Earthbound/Mother is in the same basic position as "Shin Megami Tensei", basically despite the promotion that was done with it, it managed to slip under the radar. The original SMT releases did not sell all that well, and got most of their following after the fact, which eventually lead to them trying again, and well... you can see what happened with the SMT titles becoming a pretty big deal in the US within the intended niche audience, which CAN sustain them.
Of course I suspect a lot of this comes down to racism as well. To be entirely blunt marketing realities aren't all of which drives the Japanese gaming industry. Years ago I used to be heavily into reading translated Japanese gaming periodicals to find out what was going on. One thing I caught was that there was an attitude that the Japanese, especially the fans, want to keep a lot of things Japan-only, and feel that it somehow cheapens the property to have an overseas release, especially to the US (which they have a wierd love/hate relationship with). Things like NOT releasing the "Final Fantasy X: International Edition" with expanded content and "Final Fantasy X-2: Final Mission" ending that story were NOT based on sales, but simply a desire to snub the US, some things I was reading were quite blunt about it.
This logic also influances why the US has not gotten numerous other games like the various "Super Robot Wars"/"Super Robot Taisen" games released more seriously here. There are claims that the liscencing would be too expensive, and similar things, but the bottom line is that there is a lot of pressure to keep them out of the US market. Selling to the US for more money is actually seen by some as "selling out". Now granted you might remember us getting some rather bad installments for the gameboy, and a more recent "Fronteir" installment which oddly enough didn't include any fighting giant robots and was more of a straight RPG (though it did feature Kos MOS from Xenosaga which was pretty cool I guess).
The overall point here is that with "Mother", I'm not entirely sure you can put the blame for us not getting futher games in the series at the feet of the fans. With the word of mouth and it making all these "best of" lists as a game many people hadn't heard of beforehand... well I'm pretty sure it could pull a SMT. I think there are a couple of differant reasons (mentioned above) we haven't seen it.

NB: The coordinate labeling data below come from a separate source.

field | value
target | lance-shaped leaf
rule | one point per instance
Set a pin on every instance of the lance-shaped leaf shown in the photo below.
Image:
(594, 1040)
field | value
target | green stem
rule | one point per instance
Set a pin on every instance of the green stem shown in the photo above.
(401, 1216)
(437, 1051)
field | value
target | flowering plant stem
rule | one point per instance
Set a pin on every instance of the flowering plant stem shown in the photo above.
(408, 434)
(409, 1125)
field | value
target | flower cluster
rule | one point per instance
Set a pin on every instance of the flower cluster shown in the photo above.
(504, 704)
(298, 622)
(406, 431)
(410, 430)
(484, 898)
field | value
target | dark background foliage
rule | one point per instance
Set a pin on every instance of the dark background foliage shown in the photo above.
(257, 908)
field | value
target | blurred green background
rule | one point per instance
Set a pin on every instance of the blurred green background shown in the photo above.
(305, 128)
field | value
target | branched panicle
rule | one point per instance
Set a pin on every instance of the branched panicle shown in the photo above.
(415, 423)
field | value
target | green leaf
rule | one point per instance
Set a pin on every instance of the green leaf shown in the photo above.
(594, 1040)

As far as "Scott Pilgrim" goes, I think there was some vast overestimation of the popularity of the property. What's more it was a movie made very specifically for a young geek demographic, rather than geeks in general. Kids by definition having less disposable income and the need to convince their parents to take them to a movie like that and pick them up.
I'm a huge geek, and really while I thought some of the ideas were interesting, I had no real interest in seeing the movie, so I didn't. It pretty much made my "maybe on Netflix, if I'm really bored" list, because really I don't associate myself with a teenager hipster douchebag doing a modernized retread of "Parker Lewis Can't Lose". Granted 15 or 20 years ago when I was in high school, or maybe early college, I would have loved this, at 36... meh.
Scott Pilgrim failed because it wasn't a geek movie, it was a movie aimed at a narrow segement of the geek community, that oddly enough have problems (especially in this economy) attending movies. Especially seeing as movie theaters over the last decade or so have tended to move to more isolated locations, as opposed to being say on the side of mainstreets. Most are attached to shopping centers, isolated from residential districts for traffic related reasons. This is also done specifically because movie theaters attract kids, and people in downtown or nearby residential areas don't want the rowdy kids around that they bring in.
While it was many years ago, one of the last few remaining theaters in an actual town that showed movies like this "Jewett City" was in part responsible for the town imposing a curfew on those below a certain age after a specific time. It was challenged and overturned, but well... that kind of summarizes the attitude.
Now granted there are probably areas that represent exceptions as far as theater locations, youth access, and similar things, but thinking nationally... well, I think there were problems with audience accessibility that were not considered, of course then again I also think they misunderstood who their audience actually was and how narrow a niche it was.